- Born: 7 April 1892 Bristol, England
- Died: 1 November 1982 (aged 90)
- Education: University College, Cardiff
- Awards: Murchison Medal (1953) OBE (1929) CMG (1949) KCMG (1972)
- Scientific career
- Fields: Hydrology and geology.

= Frank Dixey =

British hydrologist and geologist (1892–1982)

Frank Dixey KCMG FRS was a British hydrologist and geologist, who spent his career working in the colonial geological surveys. He was elected to the Royal Society in 1958, and knighted in 1972.

==Life and works==
Dixey was born in Bristol, the third child of George Dixey and Mary (née Nippress). When he was two years old, the family moved to Barry, Glamorgan. He attended Clive Road school, Barry Island until 1902, High Street Boys’ school until 1905 and Barry Grammar School until 1910. In 1910, Dixey went to University College, Cardiff to study physics, chemistry and mathematics. He graduated in 1914 with first class honours in geology.

He remained in Cardiff, in the post of Assistant Lecturer, to work with Franklin Sibly on the Carboniferous limestones. He was awarded an MSc in 1916. In 1915, joined the Royal Engineers and served in France and Belgium, and ended up as a gunner with the Royal Garrison Artillery. In May 1918, Dixey was transferred to Sierra Leone, to conduct a geological survey. By 1922, he had completed three long tours overseas, and this work had earned him the DSc from the University of Wales.
In late 1921, Dixey was appointed government geologist in Malawi, then called the Nyasaland protectorate. His geological mapping extended to the dinosaur beds of Lake Nyasa, the southern extension of the rift valley through Malawi and the carbonatites at Chilwa; and he conducted the geological groundwork for the Zambesi bridge, at that time the longest bridge in Africa. In 1928, Dixey was appointed director of the Malawi survey, and turned his attention to groundwater resources. He wrote a ‘handbook of practical water supply’, which was influential in changing practices around water supply in several other countries in Africa. In 1939, he extended his work to present day Zambia, and later to Kenya, Tanzania, Sudan and Eritrea.
In 1944, Dixey was appointed director of the geological survey of Nigeria, and in 1947 was appointed geological adviser to the secretary of state for the colonies, and as director of colonial geological surveys. Dixey retired in 1959, but continued to work for United Nations and Unesco, advising on mineral and water resources. In 1965, he was one of three founding editors of the Journal of Hydrology, a role he retained until 1977.

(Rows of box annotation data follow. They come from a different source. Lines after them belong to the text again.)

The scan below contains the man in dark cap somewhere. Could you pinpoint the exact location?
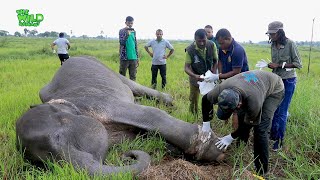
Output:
[202,70,284,175]
[266,21,302,151]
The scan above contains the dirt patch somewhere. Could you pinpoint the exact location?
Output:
[139,159,254,180]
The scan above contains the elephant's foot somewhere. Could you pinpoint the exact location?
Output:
[186,126,225,162]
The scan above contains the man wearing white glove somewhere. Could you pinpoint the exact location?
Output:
[212,28,249,79]
[202,70,284,175]
[204,72,219,82]
[184,29,218,115]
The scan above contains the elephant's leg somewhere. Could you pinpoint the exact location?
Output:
[118,74,172,105]
[112,103,224,161]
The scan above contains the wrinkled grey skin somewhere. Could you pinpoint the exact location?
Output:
[16,57,224,175]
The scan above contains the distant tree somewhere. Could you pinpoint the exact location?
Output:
[96,35,104,39]
[23,28,29,36]
[29,29,38,36]
[50,31,59,37]
[37,31,50,37]
[0,30,9,36]
[13,31,21,37]
[81,35,89,39]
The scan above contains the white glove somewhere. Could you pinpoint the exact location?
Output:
[204,71,219,82]
[201,121,211,132]
[215,134,234,150]
[256,59,268,68]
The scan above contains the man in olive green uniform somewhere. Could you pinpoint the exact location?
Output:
[202,70,284,175]
[184,29,218,114]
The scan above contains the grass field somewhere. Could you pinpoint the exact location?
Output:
[0,37,320,179]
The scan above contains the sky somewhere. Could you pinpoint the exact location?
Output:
[0,0,320,42]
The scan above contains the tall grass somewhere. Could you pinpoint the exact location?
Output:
[0,38,320,179]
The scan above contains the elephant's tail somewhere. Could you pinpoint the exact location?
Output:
[94,150,151,175]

In 2009, Dixey was honoured with a Blue Plaque in Prince's street, Barry.
Dixey's archives are held at the British Geological Survey.

==Awards==

Dixey was awarded the OBE in 1929, for his services as the director of the geological survey of Malawi. In 1949, he was appointed Commander of the Order of St Michael and St George, and in 1972 was appointed Knight Commander, KCMG. He was awarded the Draper Memorial Medal of the Geological Society of South Africa in 1945, and the Murchison Medal of the Geological Society of London in 1953. He was elected FRS in 1958.

==Family==
Dixey married Henrietta Frederika Alexandra Helen Golding on 23 June 1919. Golding was a lecturer in botany at University College, Cardiff, but she gave up her post to join Dixey on his overseas tours. She died in March 1961. They had a daughter, Ann Helen, born in 1929, who died in 1970. In 1962, Dixey married Cicely Mary Hepworth. Lady Dixey died in August 2001.